People with a fixed mindset assume that their personal effectiveness and professional success is based on talent, versus work. They feel that they were born with a particular set of strengths and skills, and it is unchangeable. For an example of the fixed mindset, think of the music and the classic arts, where we often say that someone is “gifted.”

Growth Mindset

The growth mindset, in contrast to a fixed mindset assumes that work is the core driver of success.
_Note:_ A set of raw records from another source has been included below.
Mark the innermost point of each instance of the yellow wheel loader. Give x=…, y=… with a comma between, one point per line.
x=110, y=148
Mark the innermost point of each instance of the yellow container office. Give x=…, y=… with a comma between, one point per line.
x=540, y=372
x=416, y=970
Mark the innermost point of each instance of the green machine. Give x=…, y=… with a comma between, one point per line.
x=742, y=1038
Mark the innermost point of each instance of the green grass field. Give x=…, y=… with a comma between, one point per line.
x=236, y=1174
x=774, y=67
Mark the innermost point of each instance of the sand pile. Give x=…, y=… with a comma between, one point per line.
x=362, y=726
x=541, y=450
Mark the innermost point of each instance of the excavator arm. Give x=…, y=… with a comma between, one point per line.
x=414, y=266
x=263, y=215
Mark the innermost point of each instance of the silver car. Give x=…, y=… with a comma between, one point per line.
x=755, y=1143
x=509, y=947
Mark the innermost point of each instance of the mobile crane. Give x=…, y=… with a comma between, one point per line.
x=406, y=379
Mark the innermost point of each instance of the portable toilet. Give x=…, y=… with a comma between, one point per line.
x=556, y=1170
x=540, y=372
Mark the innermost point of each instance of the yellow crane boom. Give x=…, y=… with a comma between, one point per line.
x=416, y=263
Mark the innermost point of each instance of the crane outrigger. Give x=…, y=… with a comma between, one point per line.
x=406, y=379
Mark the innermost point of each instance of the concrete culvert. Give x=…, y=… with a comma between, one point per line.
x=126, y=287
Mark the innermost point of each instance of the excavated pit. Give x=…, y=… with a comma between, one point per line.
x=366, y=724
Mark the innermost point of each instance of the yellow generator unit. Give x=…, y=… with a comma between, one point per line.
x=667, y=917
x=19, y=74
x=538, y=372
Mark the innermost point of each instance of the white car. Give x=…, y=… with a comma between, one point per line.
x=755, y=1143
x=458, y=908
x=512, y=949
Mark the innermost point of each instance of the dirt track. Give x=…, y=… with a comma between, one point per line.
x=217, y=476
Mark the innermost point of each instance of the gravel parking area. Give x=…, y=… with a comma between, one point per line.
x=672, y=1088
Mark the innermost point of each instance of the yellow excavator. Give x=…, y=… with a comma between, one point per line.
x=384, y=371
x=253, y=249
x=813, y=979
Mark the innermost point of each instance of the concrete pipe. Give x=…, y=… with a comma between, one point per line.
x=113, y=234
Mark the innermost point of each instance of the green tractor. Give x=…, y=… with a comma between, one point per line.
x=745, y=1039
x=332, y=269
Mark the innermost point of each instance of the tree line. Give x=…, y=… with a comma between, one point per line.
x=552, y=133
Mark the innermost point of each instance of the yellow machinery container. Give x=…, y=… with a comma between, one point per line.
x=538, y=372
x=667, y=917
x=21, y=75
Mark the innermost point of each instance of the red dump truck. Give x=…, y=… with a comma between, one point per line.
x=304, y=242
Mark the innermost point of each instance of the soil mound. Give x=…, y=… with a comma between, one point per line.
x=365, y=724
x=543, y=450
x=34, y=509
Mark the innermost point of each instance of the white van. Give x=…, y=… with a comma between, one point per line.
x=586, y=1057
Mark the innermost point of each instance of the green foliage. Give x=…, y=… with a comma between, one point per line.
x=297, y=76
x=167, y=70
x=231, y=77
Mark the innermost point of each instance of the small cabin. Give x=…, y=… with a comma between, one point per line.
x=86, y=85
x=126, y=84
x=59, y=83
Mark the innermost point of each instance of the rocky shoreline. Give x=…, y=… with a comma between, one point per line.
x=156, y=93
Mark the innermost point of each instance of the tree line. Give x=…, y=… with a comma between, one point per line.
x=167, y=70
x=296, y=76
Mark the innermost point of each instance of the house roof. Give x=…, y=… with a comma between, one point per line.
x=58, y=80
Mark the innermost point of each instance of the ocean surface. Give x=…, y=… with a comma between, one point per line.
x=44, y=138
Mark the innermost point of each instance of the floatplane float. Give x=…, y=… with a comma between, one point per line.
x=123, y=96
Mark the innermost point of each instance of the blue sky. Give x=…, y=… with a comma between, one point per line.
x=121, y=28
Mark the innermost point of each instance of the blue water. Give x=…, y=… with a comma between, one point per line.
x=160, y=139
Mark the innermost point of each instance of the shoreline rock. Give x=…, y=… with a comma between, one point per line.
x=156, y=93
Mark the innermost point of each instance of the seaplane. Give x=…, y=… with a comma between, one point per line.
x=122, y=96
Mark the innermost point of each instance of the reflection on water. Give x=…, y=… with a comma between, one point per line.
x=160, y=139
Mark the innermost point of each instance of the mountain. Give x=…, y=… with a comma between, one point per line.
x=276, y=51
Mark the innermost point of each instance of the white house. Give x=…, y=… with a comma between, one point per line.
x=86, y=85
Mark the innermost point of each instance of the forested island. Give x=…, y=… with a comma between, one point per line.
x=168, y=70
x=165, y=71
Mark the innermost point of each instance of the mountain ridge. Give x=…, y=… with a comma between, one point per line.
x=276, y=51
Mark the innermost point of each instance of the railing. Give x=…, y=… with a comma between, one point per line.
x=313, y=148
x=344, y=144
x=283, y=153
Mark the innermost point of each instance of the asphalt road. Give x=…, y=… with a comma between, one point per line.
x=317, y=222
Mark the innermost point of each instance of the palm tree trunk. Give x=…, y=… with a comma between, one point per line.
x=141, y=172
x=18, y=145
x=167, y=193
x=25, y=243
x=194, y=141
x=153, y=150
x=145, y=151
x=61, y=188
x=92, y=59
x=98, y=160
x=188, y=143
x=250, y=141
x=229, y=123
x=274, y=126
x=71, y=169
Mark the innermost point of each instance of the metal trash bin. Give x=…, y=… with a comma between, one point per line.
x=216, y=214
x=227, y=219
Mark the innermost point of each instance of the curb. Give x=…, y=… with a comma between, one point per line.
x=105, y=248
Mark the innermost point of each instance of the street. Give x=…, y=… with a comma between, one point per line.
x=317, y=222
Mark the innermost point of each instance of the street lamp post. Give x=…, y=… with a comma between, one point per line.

You may not be great at something right now, but the more intention and effort you give it, the more likely you are to improve your skills and succeed.

So where do you fit? According to Jonathon Fields, well-known entrepreneur, business leader and author, “Cultivation of a growth mindset starts with an understanding that greatness is largely about work. There may be a genetic element, which more often is on the exclusionary rather than the greatness side. But the far larger part of genius lies in understanding that not talent but doing the work is the core driver of success.”

Train Your Brain

A growth mindset gives you the opportunity to look honestly at your personal or professional skills, pivot to meet current or upcoming needs, and actually enjoy that process. It gives us the permission to see criticism, judgment, evaluation, and testing as an opportunity for gathering data that leads to higher levels of creation and success. Essentially, the growth mindset lets us really utilize the feedback we receive as an important part of being able to reach our goals, both personally and professionally.

For many of us those goals are intertwined with each other. After all, who you are at work is just an extension of who you are in all other areas of your life, so stepping up to the plate carries the same weight, whether you are at home or the office.

You can catapult your personal effectiveness and professional presence by understanding that the core driver of your success is work. As Jonathon Fields says, “Understanding a growth mindset frees us to lean into the uncertainty, accept risk, and seek judgment with the understanding that, offered constructively, those actions are what will move us closer to our ability to create what we’re here to create.”